It was a timely reminder that with God, nothing is impossible. So that day we made a heavily reduced offer. The agent told us it was less than the other offer.
We had to wait 5 days for the vendor to reply. When he did, it was to say that our offer wasn’t acceptable. We would need to offer more. Should we? Could we? We waited.
Then 2 days later we went to Refuel- a Christian conference in Scotland. It was one of the most powerful things I have ever experienced. We sensed God saying over the course of a day of talks and prayer that we would be moving into a new season, with new beginnings. It felt tempting to ring the agents on the way home.
We spent the evening praying with my sister and brother-in-law. And we waited. We told the agents we would let them know our final offer by Friday, 3 days later. And we prayed we might get some sort of indication about how to proceed.
Out of nowhere, our solicitors emailed the next day to say that our problematic, feisty flat had finally submitted to the conveyancing process and would be ready for exchange and completion on Friday. We didn’t hold our breath but true to the promise, the money pinged into our account at 1pm on Friday.
That same morning, my friend in South Africa (she knew nothing of the house hunting) sent me the image below. It felt like the confirmation we had prayed for, with its reference to the open door, like the open door of the house when we viewed it without a viewing. And there was the poetry of one door of home ownership closing the very same day we were considering pushing on a new door.
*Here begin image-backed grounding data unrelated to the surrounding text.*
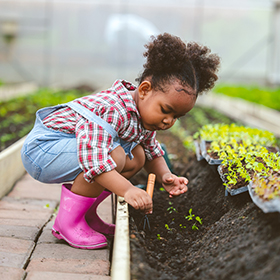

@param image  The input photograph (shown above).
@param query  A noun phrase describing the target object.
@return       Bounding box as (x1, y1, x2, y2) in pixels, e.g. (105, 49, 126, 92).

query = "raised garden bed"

(129, 108, 280, 280)
(0, 86, 94, 152)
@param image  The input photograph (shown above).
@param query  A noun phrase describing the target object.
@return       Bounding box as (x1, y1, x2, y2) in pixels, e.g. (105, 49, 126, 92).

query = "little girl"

(21, 33, 220, 250)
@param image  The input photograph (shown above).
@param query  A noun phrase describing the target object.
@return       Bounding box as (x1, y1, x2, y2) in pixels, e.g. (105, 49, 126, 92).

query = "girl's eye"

(161, 107, 169, 114)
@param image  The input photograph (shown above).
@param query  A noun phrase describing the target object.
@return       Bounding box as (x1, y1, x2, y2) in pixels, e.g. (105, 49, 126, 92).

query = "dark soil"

(129, 119, 280, 280)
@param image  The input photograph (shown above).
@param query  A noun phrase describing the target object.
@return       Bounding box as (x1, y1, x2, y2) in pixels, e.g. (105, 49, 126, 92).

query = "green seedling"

(184, 208, 203, 230)
(157, 234, 161, 240)
(179, 224, 186, 230)
(185, 208, 195, 221)
(167, 206, 178, 214)
(195, 216, 202, 225)
(221, 146, 279, 190)
(165, 224, 171, 231)
(192, 224, 199, 230)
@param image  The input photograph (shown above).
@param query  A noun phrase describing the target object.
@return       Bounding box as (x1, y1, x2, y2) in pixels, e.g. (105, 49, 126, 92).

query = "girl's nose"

(162, 117, 175, 126)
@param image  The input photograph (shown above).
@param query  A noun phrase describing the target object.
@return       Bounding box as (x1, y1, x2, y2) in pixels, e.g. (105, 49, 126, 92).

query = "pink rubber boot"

(52, 184, 107, 249)
(85, 190, 115, 238)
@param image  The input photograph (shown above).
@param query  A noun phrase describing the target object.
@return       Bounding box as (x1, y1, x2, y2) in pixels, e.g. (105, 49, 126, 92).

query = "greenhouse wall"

(0, 0, 278, 88)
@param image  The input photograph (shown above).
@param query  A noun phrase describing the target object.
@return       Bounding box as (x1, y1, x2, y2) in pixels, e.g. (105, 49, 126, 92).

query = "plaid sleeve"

(141, 131, 165, 161)
(75, 116, 117, 183)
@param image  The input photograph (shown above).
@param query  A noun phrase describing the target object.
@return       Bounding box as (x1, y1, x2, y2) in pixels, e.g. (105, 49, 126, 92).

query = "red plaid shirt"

(43, 79, 164, 182)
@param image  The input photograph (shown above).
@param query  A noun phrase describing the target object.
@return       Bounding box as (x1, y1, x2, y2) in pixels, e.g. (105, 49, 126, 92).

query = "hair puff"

(136, 33, 220, 95)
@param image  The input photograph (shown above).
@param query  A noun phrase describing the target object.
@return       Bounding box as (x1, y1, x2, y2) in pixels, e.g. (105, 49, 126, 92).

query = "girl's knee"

(111, 145, 145, 176)
(110, 146, 126, 173)
(131, 145, 145, 169)
(123, 145, 145, 176)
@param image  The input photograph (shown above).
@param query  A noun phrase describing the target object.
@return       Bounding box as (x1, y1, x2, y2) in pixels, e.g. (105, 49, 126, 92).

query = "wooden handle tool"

(146, 173, 156, 198)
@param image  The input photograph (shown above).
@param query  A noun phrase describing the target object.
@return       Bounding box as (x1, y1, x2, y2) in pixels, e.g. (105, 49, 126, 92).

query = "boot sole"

(52, 228, 107, 250)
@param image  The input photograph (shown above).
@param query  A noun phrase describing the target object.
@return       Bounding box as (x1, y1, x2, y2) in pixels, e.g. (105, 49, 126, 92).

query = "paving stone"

(8, 174, 61, 201)
(31, 243, 109, 260)
(0, 251, 30, 269)
(27, 258, 110, 275)
(0, 236, 35, 254)
(0, 172, 114, 278)
(0, 224, 40, 240)
(0, 266, 25, 279)
(0, 218, 44, 228)
(26, 271, 111, 280)
(0, 237, 35, 268)
(97, 195, 113, 224)
(0, 209, 53, 221)
(0, 197, 57, 211)
(37, 219, 61, 244)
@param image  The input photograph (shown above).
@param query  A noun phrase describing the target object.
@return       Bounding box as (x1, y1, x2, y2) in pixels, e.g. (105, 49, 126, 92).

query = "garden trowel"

And so we made a second offer, still not the full amount. We waited.
Last night the answer came through by email from the seller himself: ‘I accept’.
It seems we may soon have a place we can call home! Or it may be we have misunderstood. The new beginning and open door we have heard so much about may mean something else. Sometimes the true meaning of these things is only revealed with time, in the waiting.
But in the process of the search, I feel so in love with Jesus that I have come full circle and moved into its centre. I still want a home but I realise I have already found it. He is the centre of my compass. He is my home.